The Leibniz ScienceCampus “Empirical Linguistics and Computational Language Modeling” aims to conduct innovative research to support the high-quality automatic annotation of large-scale corpus resources of German language through induction of domain-, genre- and variety-adaptive natural language processing models, to enable advanced empirical research in linguistics as well as innovative applications in the humanities and the social sciences.
Central research themes are the corpus-based acquisition of linguistic, especially distributional semantic models, the interfacing of corpora with linguistic and knowledge ontologies and the corpus- and computational linguistic analysis of genre effects in grammar and lexicon research. As a distinguishing feature the Leibniz ScienceCampus will focus on German language, which is considerably understudied in relation to English. The computational modeling will take advantage of weak supervision and unsupervised learning techniques. Expected results include improved large-scale annotated corpus resources of contemporary German, enhanced with novel semantic annotation layers, and advanced NLP models and resources for the analysis of German corpora from different genres and domains.

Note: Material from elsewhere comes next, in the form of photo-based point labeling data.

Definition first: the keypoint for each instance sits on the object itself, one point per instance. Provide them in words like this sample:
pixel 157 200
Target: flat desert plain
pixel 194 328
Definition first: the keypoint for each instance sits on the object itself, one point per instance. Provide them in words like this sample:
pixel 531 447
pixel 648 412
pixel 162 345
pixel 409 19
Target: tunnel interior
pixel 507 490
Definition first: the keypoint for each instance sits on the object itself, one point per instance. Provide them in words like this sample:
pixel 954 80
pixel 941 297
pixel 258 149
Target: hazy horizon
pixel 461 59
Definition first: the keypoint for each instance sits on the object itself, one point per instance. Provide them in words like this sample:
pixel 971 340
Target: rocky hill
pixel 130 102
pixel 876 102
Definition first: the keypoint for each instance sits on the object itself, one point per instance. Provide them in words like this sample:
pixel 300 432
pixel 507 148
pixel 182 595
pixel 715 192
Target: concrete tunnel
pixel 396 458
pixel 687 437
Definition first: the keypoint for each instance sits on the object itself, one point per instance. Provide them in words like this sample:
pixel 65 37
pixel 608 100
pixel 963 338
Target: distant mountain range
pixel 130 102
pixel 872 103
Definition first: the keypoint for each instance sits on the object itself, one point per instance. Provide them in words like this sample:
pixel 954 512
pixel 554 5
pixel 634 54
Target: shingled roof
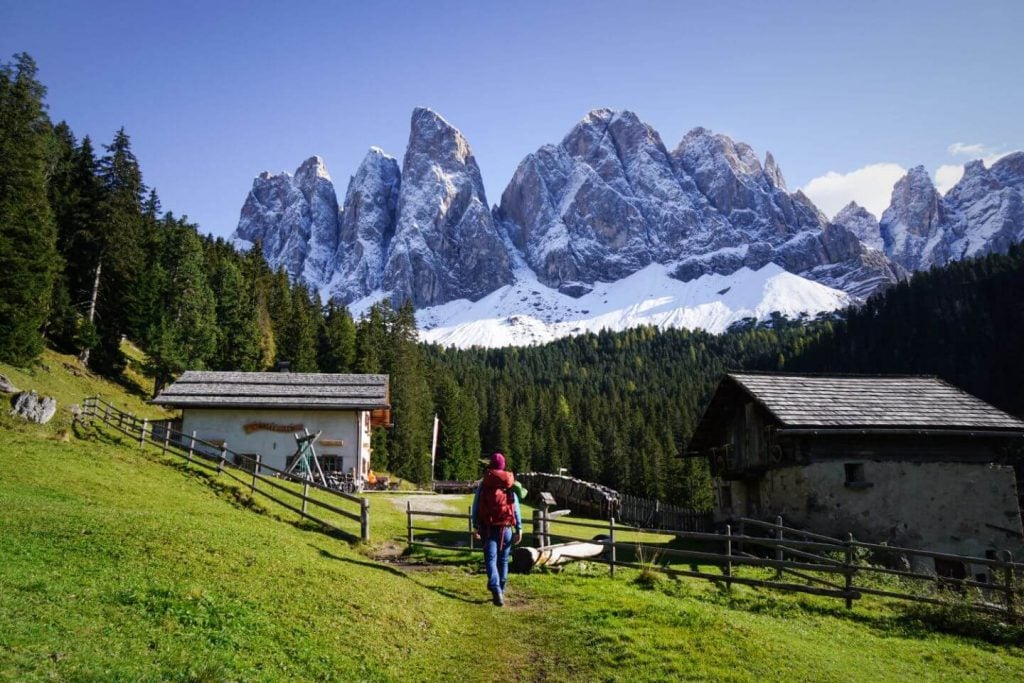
pixel 283 390
pixel 871 402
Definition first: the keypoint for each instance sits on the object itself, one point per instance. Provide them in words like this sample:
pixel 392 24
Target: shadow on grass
pixel 393 570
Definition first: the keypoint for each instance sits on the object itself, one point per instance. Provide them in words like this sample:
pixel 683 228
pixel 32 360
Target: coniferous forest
pixel 88 258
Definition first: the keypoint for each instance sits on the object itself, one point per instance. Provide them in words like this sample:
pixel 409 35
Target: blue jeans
pixel 497 560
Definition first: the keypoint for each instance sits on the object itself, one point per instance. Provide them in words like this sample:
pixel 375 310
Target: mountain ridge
pixel 606 202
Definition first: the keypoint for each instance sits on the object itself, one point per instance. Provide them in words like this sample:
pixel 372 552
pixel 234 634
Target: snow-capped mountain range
pixel 608 228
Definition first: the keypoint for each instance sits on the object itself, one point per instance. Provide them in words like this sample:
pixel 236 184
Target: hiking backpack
pixel 496 506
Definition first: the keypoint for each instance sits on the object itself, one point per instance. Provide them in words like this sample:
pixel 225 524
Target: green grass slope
pixel 121 564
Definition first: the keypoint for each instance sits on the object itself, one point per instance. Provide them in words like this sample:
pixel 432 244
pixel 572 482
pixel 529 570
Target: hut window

The close cooperation between linguists and computational linguists in the ScienceCampus is designed to foster novel research methods in empirical linguistics. Through improved genre- and domain-adaptive computational models it will be possible to address a wide range of applications in Digital Humanities and Language Technology. The Leibniz ScienceCampus will explore novel research questions in this area through collaborative interdisciplinary incubator projects in empirical linguistics and Digital Humanities.

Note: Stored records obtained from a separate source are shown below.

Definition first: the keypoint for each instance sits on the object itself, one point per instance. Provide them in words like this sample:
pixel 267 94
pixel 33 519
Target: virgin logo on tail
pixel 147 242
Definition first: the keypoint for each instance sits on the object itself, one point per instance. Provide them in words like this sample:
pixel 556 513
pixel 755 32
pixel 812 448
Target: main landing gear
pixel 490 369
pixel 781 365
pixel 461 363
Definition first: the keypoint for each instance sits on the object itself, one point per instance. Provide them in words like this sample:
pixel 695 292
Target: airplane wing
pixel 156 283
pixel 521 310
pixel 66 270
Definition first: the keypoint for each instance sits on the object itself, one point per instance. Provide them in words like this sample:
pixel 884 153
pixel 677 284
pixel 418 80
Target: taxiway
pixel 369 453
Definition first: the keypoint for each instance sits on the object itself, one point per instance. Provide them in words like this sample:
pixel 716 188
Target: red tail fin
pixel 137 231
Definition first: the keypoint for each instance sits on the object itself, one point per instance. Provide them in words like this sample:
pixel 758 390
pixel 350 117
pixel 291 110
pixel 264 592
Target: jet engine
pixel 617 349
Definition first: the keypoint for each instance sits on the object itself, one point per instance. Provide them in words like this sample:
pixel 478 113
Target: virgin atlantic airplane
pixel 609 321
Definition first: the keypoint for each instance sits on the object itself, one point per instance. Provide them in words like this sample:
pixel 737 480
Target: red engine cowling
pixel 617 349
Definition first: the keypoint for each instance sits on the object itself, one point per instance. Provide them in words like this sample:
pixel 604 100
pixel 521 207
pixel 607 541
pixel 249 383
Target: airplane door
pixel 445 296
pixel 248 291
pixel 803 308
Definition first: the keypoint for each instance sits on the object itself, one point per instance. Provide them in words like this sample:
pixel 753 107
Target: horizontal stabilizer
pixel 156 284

The Leibniz ScienceCampus “Empirical Linguistics and Computational Language Modeling” is a novel cooperation project between the Institute for German Language (IDS) Mannheim and the Institute of Computational Linguistics of Heidelberg University. The ScienceCampus includes cooperation partners from linguistics and computer science from Heidelberg University and the University of Mannheim, as well as computational linguists from the Heidelberg Institute for Theoretical Studies (HITS).